In the role of Marcello, Lucas Meachem skilfully embodies the faithful friend and painter in search of love. Matching his gestures to the beat of the drums just before his opening line, his rich baritone warmly set the mood for much of the first act and carried the gypsies’ exchange with Benoit with great comedic charm. He was a constant presence throughout most of Act Three as he supported Mimi and Rodolfo, and the conflict that led to the captivating quartet “Addio dolce svegliare alla mattina!” The painter’s changing moods were all handled with authenticity by Meachem, who possessed the richness of tone and expressive nuance to illuminate it to great effect.
The Bohemians were rounded out by Alexander Birch Elliott as Schaunard and Peter Kellner as Hill. From the moment he entered, Elliot’s time on stage saw him energetic and grand in both voice and body, qualities which made the story of his new found wealth all the more humorous, and well played in how he managed to convince his friends to spend the evening. on the city. Kellner added a heavy gravity with his bass, as the philosopher commented on unfolding events such as the steamy reunion between Marcello and Musetta. His Act Four aria “Vecchia zimarra felt” was a tender and provocative microcosm of thought about how precious objects and people come in and out of our lives, as Kellner brought the feelings of affection and appreciation to a conclusion. muffled, almost painful, supported by the tapered funeral song of the orchestra.

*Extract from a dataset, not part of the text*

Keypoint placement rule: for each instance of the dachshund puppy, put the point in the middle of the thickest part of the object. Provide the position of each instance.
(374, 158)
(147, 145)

Maestro Rizzi continues to demonstrate deep experience and insight into Puccini’s works, often weaving a breathtaking and romantic musical atmosphere. This has been heard in earlier moments such as how the orchestra and performers coalesced for the passion of ‘O soave fanciulla’, and in simpler instances such as the soft, snowy opening of the act three. Café Momus’ splendid decor drew applause as soon as the curtain went up and it was nice to see a full chorus of performers arrayed on stage to portray the liveliness of the second act.
Thursday’s performance had a lot to offer between the cast of stellar artists and Zefirelli’s time-tested production that combines beauty with veristic sensibility. As long as it’s possible to attend performances safely amid the latest upsurge of COVID-19, audiences won’t want to miss this series of Puccini’s ever-moving masterpiece.